His training can be carried on beyond limit; his knowledge increases daily, and his devotion is unbounded. Of all the race, the retriever is probably the most intelligent; as, in fact, intelligence is one of his necessary qualifications. For this work no breed has the slightest value unless the individuals possess rare sagacity and almost human judgment. Some of the most valuable English dogs have been from an accidental cross; and a pure cur with a heavy coat is often as good as any other.

There is in England a strain of dogs known as retrievers; they are mostly used in connexion with upland shooting, as English pointers and setters are not broken to fetch; but the favorite animals for wild-fowl shooting, which have made their name notorious in connexion with this specialty, have generally come from parents neither of which possesses the true retriever blood.

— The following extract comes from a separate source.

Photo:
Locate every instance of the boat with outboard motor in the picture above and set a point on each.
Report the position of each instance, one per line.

In this country the best breed will have some of the Newfoundland strain; the animal must be clothed with a dense coat of thick hair to endure the severe exposure to which he is subjected, and must be endowed with a natural aptitude and passion for swimming. The usual color is dark, which, in the writer’s judgment, is a great mistake; and the only really distinct breed of retrievers is known as that of Baltimore.

In the Southern States the dog, as an assistant in wild-fowl shooting, has always been in far greater repute than at the North; although the inland lakes of the latter, the extensive marshes closely grown up with tall zimosas, matted wild oats, and thick weeds, make his services far more desirable. At the South alone has any intelligent attention been given to raising a superior strain of retrievers; and

SHRIMP FISHING.

whether we seek an animal that by his curious motions will toll ducks up to the stand, or by his natural intelligence will aid the punt-shooter in recovering his game, it is at the South alone that we can find any admitted pedigree.

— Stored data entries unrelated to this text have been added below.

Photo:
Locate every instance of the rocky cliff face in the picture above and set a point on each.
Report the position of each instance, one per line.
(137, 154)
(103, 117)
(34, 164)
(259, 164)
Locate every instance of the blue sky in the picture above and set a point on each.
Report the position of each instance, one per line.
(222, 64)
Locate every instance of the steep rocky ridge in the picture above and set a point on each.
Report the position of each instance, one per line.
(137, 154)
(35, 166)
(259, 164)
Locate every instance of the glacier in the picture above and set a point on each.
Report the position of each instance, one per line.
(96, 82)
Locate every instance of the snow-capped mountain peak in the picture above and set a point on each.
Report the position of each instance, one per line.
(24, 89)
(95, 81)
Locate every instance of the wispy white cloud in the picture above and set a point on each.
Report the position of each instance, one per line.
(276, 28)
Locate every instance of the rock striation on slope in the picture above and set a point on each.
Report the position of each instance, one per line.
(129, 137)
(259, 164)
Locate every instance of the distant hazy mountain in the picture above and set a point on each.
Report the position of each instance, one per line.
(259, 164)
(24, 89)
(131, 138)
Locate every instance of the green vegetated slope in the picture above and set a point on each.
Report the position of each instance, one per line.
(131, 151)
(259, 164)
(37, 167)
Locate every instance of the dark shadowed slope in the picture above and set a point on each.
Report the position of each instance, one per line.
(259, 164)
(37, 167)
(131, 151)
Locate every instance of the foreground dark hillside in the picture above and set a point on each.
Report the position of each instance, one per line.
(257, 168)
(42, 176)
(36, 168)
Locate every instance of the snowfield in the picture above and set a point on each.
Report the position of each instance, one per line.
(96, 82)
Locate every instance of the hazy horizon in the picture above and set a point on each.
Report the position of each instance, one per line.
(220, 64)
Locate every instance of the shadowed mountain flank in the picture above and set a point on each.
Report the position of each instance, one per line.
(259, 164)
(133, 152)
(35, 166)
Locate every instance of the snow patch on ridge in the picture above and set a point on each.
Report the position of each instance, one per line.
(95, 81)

In the Northern States, however, the “native,” as he is called at the West—probably from the fact that he is invariably a foreigner—selects any promising pup, and by means of much flogging and steady work trains him to a faint knowledge of his duties. A young dog loves to fetch, and will take pleasure in chasing a ball thrown for him round the room, and if he is a water-dog, naturally brings from the water a stick cast into it, so that the routine part is easily impressed upon him; but an animal with this proficiency alone is scarcely worth keeping.